I grew up in San Francisco, California and was definitely raised a city boy. As a child, I could make my way around the Tenderloin at night as surely as Grizzly Adams navigated the Sierras. I grew up on food from around the world and could use chopsticks as deftly as a country boy could handle a whittlin’ knife. Buses and streetcars were my horses, alleys my hiking trails, skyscrapers my hills and mountains. Guns, even the aquatic variety, were verboten (hunting was something done at antique stores or garage sales) and I think the only reason my mother allowed me fishing gear was because there weren’t any fish anywhere near us to be caught, other than at the grocery store; neither one of us would have known what to do if I actually did catch one. In our family, “roughing it” meant going to “Opera in the Park”.
And yet, somehow, I acquired a love of the outdoors and camping and all that goes with it. There were, of course, Boy Scout troops in San Francisco that I could have joined, but my family didn’t have the money for such luxuries. Later, in high school, I was part of an explorer post which was loosely affiliated with the scouts, but not in such a way that we would have ever noticed. I admit that I didn’t really miss being a boy scout, what with all their officialness and rules and uniforms and such — I was never one for conformity. And then there was the whole god-and-gays problem — by the time my sons came along, I was well entrenched in the fight for equality and rights for the LGBT community so becoming involved with the boy scouts simply wasn’t an option. The fact that I was an outspoken atheist didn’t help either.
Instead, we made our own way into the outdoors, joining up with other Land Rover owners and with other families from the kids’ schools to go camping and have our adventures. But then, a troop of Girl Scouts formed at the kids’ school and my daughter was most interested in being a part of it. She missed out the first year — we weren’t sure we wanted her involved in something that seemed so similar to the Boy Scouts — but by the time the end of the year rolled around, the U.S. Conference of Catholic Bishops had opened an “official inquiry” into the girl scouts for being accepting of the LGBT community, including transgendered kids, working with groups like Doctors Without Borders and The Sierra Club, and supporting the notion that women and girls have “an environment where they can freely and openly discuss issues of sex and sexuality.”

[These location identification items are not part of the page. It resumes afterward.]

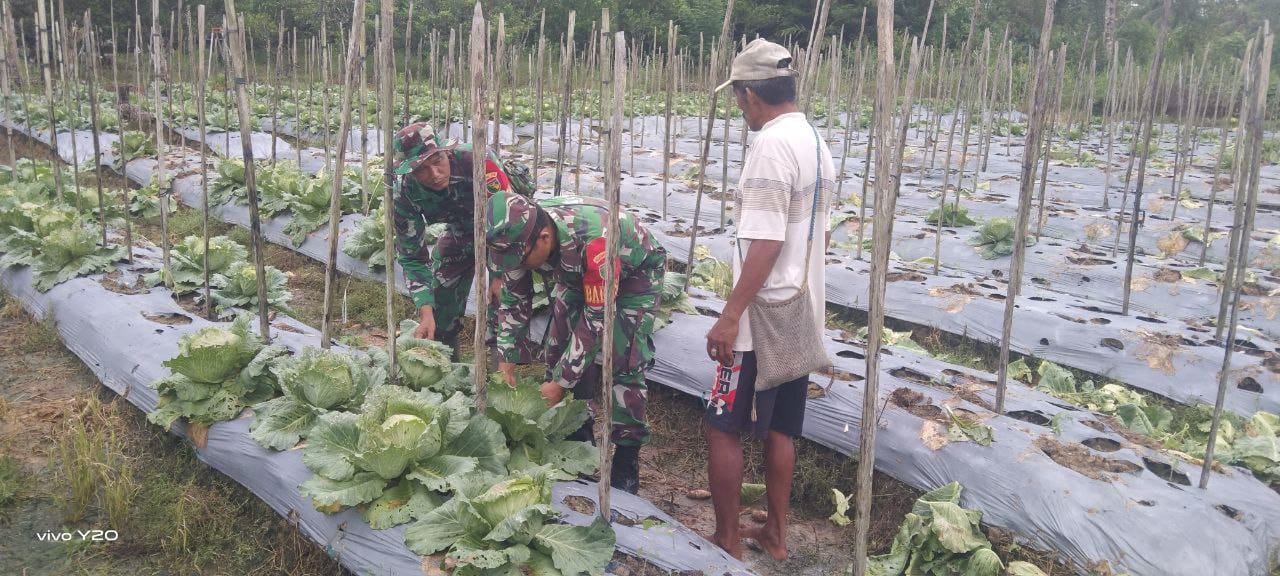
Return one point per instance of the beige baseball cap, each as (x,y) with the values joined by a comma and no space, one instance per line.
(759,60)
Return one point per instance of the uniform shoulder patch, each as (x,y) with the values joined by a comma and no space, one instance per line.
(593,273)
(494,177)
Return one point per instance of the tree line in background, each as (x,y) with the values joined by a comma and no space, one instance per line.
(1221,27)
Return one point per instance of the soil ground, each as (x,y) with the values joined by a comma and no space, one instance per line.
(184,517)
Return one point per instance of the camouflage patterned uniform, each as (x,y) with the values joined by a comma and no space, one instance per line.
(576,274)
(440,277)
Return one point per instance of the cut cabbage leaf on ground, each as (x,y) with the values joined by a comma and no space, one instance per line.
(237,288)
(952,215)
(510,529)
(187,263)
(216,374)
(996,238)
(73,251)
(424,364)
(314,383)
(536,433)
(673,300)
(940,538)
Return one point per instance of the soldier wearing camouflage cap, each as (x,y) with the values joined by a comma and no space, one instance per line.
(434,186)
(563,238)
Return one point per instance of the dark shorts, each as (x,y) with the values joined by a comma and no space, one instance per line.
(732,398)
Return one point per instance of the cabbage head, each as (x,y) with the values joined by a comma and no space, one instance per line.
(421,362)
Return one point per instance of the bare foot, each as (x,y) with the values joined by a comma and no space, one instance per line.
(734,548)
(776,547)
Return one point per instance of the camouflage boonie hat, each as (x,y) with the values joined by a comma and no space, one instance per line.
(510,229)
(417,142)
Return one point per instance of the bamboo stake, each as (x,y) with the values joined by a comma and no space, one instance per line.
(42,30)
(275,101)
(538,80)
(566,96)
(449,81)
(882,237)
(1109,119)
(1142,164)
(612,192)
(348,78)
(497,83)
(201,86)
(1182,158)
(707,142)
(867,172)
(94,119)
(5,53)
(233,44)
(1217,164)
(1034,123)
(1257,101)
(159,177)
(480,197)
(667,137)
(1238,174)
(387,95)
(1056,99)
(854,113)
(408,33)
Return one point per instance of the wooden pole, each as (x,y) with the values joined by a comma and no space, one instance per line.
(1261,64)
(387,95)
(1157,60)
(330,268)
(886,80)
(479,40)
(1036,105)
(233,41)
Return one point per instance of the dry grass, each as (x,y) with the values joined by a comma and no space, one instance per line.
(74,455)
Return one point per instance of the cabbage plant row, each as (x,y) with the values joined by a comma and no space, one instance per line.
(472,487)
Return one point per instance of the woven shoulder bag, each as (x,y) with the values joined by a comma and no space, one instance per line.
(786,336)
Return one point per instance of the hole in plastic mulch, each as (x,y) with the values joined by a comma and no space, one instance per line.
(1249,384)
(1230,512)
(172,319)
(1166,472)
(583,504)
(1101,444)
(912,375)
(1029,416)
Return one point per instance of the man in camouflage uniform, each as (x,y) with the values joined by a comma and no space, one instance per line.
(433,186)
(563,240)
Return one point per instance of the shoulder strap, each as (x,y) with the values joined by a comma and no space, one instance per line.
(817,200)
(813,213)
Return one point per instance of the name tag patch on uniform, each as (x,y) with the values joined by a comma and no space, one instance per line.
(593,278)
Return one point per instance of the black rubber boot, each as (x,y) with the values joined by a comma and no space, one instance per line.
(625,474)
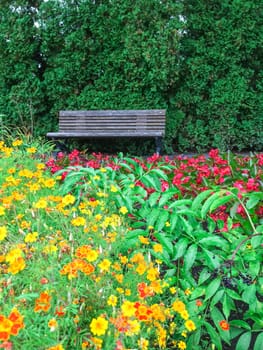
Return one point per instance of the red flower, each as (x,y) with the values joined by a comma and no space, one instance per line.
(224,325)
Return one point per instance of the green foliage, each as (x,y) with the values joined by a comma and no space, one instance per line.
(220,90)
(200,60)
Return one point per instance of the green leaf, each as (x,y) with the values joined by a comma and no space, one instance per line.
(256,241)
(244,341)
(212,288)
(190,257)
(217,317)
(199,199)
(228,305)
(173,221)
(153,217)
(135,233)
(166,196)
(212,259)
(180,248)
(220,201)
(197,293)
(259,229)
(204,275)
(233,294)
(186,225)
(160,174)
(254,267)
(208,203)
(162,219)
(253,201)
(249,294)
(240,324)
(217,297)
(215,338)
(153,198)
(151,182)
(165,242)
(259,342)
(233,209)
(180,203)
(213,241)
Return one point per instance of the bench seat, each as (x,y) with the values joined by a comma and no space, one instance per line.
(111,123)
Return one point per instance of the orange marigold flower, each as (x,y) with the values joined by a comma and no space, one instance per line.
(99,326)
(224,325)
(60,311)
(43,302)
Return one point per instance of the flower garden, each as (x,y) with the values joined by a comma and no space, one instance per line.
(114,252)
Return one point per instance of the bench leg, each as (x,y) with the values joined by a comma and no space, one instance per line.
(158,143)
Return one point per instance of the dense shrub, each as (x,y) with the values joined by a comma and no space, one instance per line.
(201,60)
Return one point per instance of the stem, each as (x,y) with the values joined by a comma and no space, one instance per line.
(241,243)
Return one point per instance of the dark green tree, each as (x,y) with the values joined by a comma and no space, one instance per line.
(21,93)
(220,88)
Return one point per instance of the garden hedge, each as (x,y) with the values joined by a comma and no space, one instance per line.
(201,60)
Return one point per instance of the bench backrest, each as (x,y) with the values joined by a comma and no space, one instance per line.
(114,122)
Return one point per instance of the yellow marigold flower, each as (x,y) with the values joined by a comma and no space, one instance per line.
(152,274)
(52,324)
(49,183)
(11,171)
(31,237)
(17,142)
(31,150)
(113,188)
(41,204)
(127,292)
(143,344)
(112,300)
(187,291)
(128,308)
(141,268)
(3,233)
(181,345)
(124,260)
(158,248)
(78,221)
(120,290)
(2,211)
(119,278)
(68,199)
(178,306)
(173,290)
(134,328)
(144,240)
(104,265)
(184,314)
(40,166)
(56,347)
(99,326)
(16,266)
(190,325)
(92,255)
(123,210)
(13,254)
(34,187)
(49,249)
(98,217)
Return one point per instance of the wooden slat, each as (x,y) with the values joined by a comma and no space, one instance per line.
(110,123)
(104,134)
(109,113)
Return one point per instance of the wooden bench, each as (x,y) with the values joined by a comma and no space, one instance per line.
(111,123)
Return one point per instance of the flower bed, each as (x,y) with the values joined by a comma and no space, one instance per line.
(115,253)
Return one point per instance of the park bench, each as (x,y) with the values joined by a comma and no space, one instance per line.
(111,124)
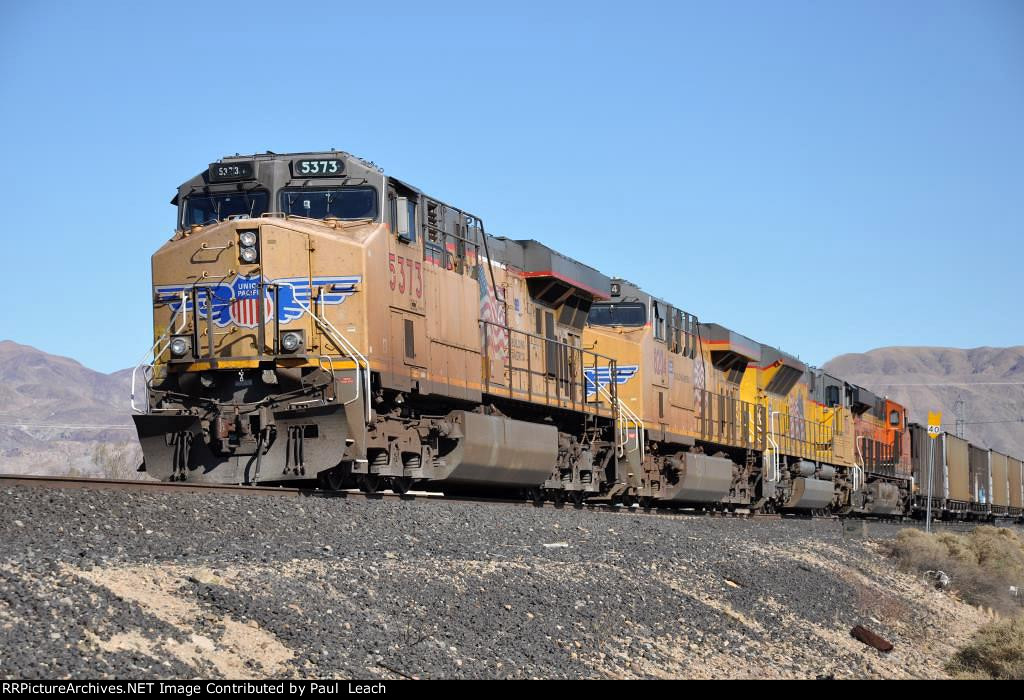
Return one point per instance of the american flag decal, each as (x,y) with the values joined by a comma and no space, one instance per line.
(601,377)
(493,311)
(237,302)
(245,312)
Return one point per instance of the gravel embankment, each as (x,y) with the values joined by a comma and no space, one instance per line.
(175,585)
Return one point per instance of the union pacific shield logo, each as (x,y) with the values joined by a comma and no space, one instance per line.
(244,307)
(238,303)
(601,377)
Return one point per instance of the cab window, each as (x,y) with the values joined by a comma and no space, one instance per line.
(629,315)
(410,236)
(204,209)
(337,203)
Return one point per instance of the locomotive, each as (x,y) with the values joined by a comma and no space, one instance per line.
(315,318)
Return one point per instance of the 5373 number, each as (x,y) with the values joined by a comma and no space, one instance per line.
(400,268)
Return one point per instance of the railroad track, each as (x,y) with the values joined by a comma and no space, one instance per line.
(7,480)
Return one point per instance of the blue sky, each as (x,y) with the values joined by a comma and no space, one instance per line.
(825,177)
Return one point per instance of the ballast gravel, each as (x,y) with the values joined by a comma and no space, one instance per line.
(144,585)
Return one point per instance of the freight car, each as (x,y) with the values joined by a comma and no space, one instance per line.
(317,318)
(966,482)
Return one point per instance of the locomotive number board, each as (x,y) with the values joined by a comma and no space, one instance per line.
(227,172)
(317,167)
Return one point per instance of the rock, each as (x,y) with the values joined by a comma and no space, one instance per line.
(865,636)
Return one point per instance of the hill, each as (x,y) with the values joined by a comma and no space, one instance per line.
(989,381)
(57,417)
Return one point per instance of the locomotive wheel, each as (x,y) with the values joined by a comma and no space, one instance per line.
(370,483)
(332,480)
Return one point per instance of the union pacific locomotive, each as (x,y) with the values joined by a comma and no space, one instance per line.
(317,319)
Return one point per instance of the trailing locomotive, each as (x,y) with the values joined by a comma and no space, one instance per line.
(316,318)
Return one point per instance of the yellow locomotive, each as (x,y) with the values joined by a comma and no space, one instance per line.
(316,318)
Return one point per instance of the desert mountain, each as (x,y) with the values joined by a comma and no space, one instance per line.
(989,381)
(57,417)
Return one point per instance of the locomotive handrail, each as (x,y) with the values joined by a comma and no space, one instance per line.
(342,344)
(572,381)
(150,353)
(621,447)
(776,472)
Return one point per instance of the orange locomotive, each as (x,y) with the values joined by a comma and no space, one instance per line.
(316,318)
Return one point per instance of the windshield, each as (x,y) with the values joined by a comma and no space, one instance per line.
(617,314)
(340,203)
(203,209)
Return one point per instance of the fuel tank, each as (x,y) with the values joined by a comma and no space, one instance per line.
(701,479)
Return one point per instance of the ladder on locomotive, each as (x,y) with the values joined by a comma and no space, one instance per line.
(629,428)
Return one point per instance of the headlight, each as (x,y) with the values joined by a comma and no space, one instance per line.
(180,346)
(291,341)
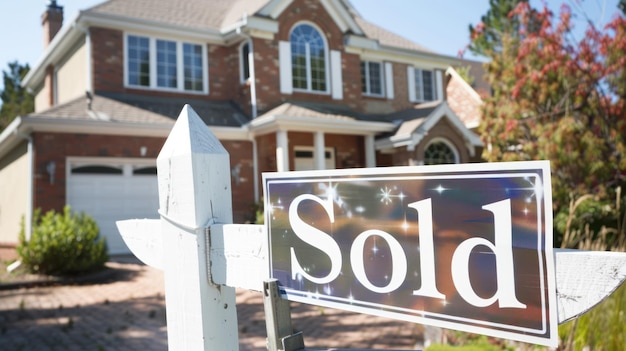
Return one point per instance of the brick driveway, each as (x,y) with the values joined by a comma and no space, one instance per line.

That was good enough for me and not only did I buy way more cookies than we could possibly eat, we secured a place for Sara as part of the troop. When a girl joins the girl scouts, however, one of her parents or guardians has to join as well — something I was glad to do. I like the idea of supporting a group whose mission is to “build girls of courage, confidence, and character, who make the world a better place” and which “helps girls develop their full individual potential; relate to others with increasing understanding, skill, and respect; develop values to guide their actions and provide the foundation for sound decision-making; and contribute to the improvement of society through their abilities, leadership skills, and cooperation with others.” And to do so without the hatred and bigotry that the Boy Scouts is known for? Bonus.
So now my daughter is happily learning to care for animals, enjoying the company of her peers, and becoming a more responsible and valuable member of society. And the Catholic bishops? I’d suggest that they leave the Girl Scouts alone and open some “official inquiries” into their own organization.